Covariance#

In statistics, covariance and correlation are two of the most fundamental measures of linear dependence between two random variables. The covariance and the correlation represent the joint variability of any two features. The correlation is dimensionless, while the covariance is measured in units obtained by multiplying the units of the two features. Another important distinction is that covariance can be affected by the higher variance of one feature, while correlation removes the effect of the variances by normalizing the covariance of two features by their square-root of variances. Their usage is application-dependent. The covariance algorithm computes the following:

  • Means

  • Covariance (sample and estimated by maximum likelihood method)

  • Correlation

Operation

Computational methods

Programming Interface

Computing

dense

compute(…)

compute_input

compute_result

Partial Computing

dense

partial_compute(…)

partial_compute_input

partial_compute_result

Finalize Computing

dense

finalize_compute(…)

partial_compute_result

compute_result

Mathematical formulation#

Computing#

Given a dataset \(X = \{ x_1, \ldots, x_n \}\) with \(n\) feature vectors of dimension \(p\), the means is a \(1 \times p\) matrix, the covariance and the correlation matrices are \(p \times p\) square matrices. The means, the covariance, and the correlation are computed with the following formulas:

Statistic

Definition

Means

\(M = (m_{1}, \ldots , m_{p})\), where \(m_{j} = \frac{1}{n}\sum _{i}{x}_{ij}\)

Covariance matrix (sample)

\(Cov = (v_{ij})\), where \(v_{ij} = \frac{1}{n-1}\sum_{k=1}^{n}(x_{ki}-m_{i})(x_{kj}-m{j})\), \(i = \overline{1,p}\), \(j = \overline{1,p}\)

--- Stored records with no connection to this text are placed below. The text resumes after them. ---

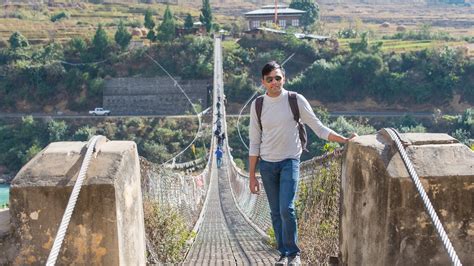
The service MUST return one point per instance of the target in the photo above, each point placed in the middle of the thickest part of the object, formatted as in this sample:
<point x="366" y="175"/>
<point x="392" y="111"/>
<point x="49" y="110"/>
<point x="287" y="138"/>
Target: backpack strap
<point x="258" y="109"/>
<point x="296" y="116"/>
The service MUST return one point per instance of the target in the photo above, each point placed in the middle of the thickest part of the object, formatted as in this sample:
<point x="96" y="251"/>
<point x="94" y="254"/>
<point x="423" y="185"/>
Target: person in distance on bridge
<point x="219" y="154"/>
<point x="277" y="140"/>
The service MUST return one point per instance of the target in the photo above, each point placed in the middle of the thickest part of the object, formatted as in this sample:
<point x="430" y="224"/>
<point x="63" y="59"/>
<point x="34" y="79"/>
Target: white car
<point x="99" y="111"/>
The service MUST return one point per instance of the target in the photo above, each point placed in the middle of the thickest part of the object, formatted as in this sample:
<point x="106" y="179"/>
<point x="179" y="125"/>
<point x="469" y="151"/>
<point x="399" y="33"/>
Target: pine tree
<point x="188" y="22"/>
<point x="122" y="36"/>
<point x="167" y="31"/>
<point x="100" y="42"/>
<point x="206" y="15"/>
<point x="150" y="25"/>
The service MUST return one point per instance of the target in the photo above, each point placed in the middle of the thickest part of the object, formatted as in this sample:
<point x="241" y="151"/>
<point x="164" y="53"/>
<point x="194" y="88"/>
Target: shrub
<point x="166" y="232"/>
<point x="59" y="16"/>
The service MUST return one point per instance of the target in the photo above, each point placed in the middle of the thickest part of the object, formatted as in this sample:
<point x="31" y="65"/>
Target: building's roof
<point x="271" y="11"/>
<point x="297" y="35"/>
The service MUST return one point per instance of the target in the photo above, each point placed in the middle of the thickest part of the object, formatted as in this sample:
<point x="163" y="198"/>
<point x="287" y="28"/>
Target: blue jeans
<point x="280" y="180"/>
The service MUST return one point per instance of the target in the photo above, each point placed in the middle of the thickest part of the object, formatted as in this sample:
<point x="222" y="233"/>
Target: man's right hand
<point x="254" y="185"/>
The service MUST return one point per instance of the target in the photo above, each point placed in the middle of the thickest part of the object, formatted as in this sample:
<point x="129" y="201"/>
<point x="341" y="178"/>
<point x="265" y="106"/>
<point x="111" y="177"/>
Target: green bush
<point x="59" y="16"/>
<point x="166" y="232"/>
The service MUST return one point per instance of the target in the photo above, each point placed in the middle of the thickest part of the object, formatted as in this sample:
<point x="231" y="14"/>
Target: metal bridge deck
<point x="225" y="238"/>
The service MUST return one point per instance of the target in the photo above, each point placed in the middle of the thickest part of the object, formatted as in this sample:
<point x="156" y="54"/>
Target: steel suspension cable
<point x="192" y="105"/>
<point x="426" y="201"/>
<point x="53" y="255"/>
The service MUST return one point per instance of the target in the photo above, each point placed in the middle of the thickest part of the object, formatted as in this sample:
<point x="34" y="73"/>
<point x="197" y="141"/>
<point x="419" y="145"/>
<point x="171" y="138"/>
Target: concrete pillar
<point x="107" y="226"/>
<point x="383" y="219"/>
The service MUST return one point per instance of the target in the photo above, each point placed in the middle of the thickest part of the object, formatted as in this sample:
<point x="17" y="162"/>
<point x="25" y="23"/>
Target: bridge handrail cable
<point x="91" y="147"/>
<point x="395" y="136"/>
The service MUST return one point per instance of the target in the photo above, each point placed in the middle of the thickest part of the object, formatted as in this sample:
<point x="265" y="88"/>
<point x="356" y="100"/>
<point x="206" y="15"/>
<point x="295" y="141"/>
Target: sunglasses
<point x="270" y="79"/>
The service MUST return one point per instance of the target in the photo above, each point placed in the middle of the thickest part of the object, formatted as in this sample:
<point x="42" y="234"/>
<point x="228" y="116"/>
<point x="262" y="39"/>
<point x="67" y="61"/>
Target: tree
<point x="17" y="40"/>
<point x="312" y="11"/>
<point x="100" y="42"/>
<point x="188" y="22"/>
<point x="166" y="31"/>
<point x="150" y="25"/>
<point x="122" y="36"/>
<point x="57" y="130"/>
<point x="206" y="15"/>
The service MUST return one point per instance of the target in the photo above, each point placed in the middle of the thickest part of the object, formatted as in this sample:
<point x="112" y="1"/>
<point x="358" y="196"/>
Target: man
<point x="278" y="145"/>
<point x="219" y="154"/>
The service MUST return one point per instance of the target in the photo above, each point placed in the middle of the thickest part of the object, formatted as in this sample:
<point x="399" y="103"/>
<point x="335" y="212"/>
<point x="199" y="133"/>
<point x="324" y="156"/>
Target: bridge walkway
<point x="225" y="238"/>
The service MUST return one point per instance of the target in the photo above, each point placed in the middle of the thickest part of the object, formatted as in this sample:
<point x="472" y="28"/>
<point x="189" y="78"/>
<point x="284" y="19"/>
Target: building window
<point x="282" y="23"/>
<point x="255" y="24"/>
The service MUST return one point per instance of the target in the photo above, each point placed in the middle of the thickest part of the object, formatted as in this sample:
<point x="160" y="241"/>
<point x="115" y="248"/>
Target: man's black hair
<point x="270" y="66"/>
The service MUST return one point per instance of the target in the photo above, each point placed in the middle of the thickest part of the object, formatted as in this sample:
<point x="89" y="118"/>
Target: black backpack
<point x="296" y="115"/>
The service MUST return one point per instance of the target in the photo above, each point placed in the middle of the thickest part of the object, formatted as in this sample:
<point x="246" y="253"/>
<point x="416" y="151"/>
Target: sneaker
<point x="283" y="260"/>
<point x="294" y="260"/>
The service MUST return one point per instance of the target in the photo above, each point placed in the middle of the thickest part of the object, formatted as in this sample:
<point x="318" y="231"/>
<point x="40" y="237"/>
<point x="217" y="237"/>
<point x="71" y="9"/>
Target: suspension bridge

Covariance matrix (maximum likelihood)

\(Cov' = (v'_{ij})\), where \(v'_{ij} = \frac{1}{n}\sum_{k=1}^{n}(x_{ki}-m_{i})(x_{kj}-m{j})\), \(i = \overline{1,p}\), \(j = \overline{1,p}\)

Correlation matrix

\(Cor = (c_{ij})\), where \(c_{ij} = \frac{v_{ij}}{\sqrt{v_{ii}\cdot v_{jj}}}\), \(i = \overline{1,p}\), \(j = \overline{1,p}\)

Partial Computing#

Given a block of a \(X = \{ x_1, \ldots, x_n \}\) dataset with \(n\) feature vectors of \(p\) dimension, the sums is a \(1 \times p\) matrix, the cross product is \(p \times p\) square matrices. The sums and cross product are computed with the following formulas:

Statistic

Definition

Sums

\(S = (m_{1}, \ldots , m_{p})\), where \(m_{j} = sum _{i}{x}_{ij}\)

Cross product matrix

\(Crossproduct = (v_{ij}) = \sum_{k=1}^{n}(x_{ki}-m_{i})(x_{kj}-m{j})\), \(i = \overline{1,p}\), \(j = \overline{1,p}\)

Finalize Computing#

Given a partial result with partial products, the means is a \(1 \times p\) matrix, the covariance and correlation matrices are \(p \times p\) square matrices. The means, the covariance, and the correlation are computed with the following formulas:

Statistic

Definition

Means

\(M = (m_{1}, \ldots , m_{p})\), where \(m_{j} = \frac{1}{n}\sum _{i}{x}_{ij}\)

Covariance matrix (sample)

\(Cov = (v_{ij})\), where \(v_{ij} = \frac{1}{n-1}\sum_{k=1}^{n}(x_{ki}-m_{i})(x_{kj}-m{j})\), \(i = \overline{1,p}\), \(j = \overline{1,p}\)

Covariance matrix (maximum likelihood)

\(Cov' = (v'_{ij})\), where \(v'_{ij} = \frac{1}{n}\sum_{k=1}^{n}(x_{ki}-m_{i})(x_{kj}-m{j})\), \(i = \overline{1,p}\), \(j = \overline{1,p}\)

Correlation matrix

\(Cor = (c_{ij})\), where \(c_{ij} = \frac{v_{ij}}{\sqrt{v_{ii}\cdot v_{jj}}}\), \(i = \overline{1,p}\), \(j = \overline{1,p}\)

Computation method: dense#

The method computes means, variance-covariance, or correlation matrix for the dense data. This is the default and the only method supported.

Programming Interface#

Refer to API Reference: Covariance.

Online mode#

The algorithm supports online mode.

Distributed mode#

The algorithm supports distributed execution in SPMD mode (only on GPU).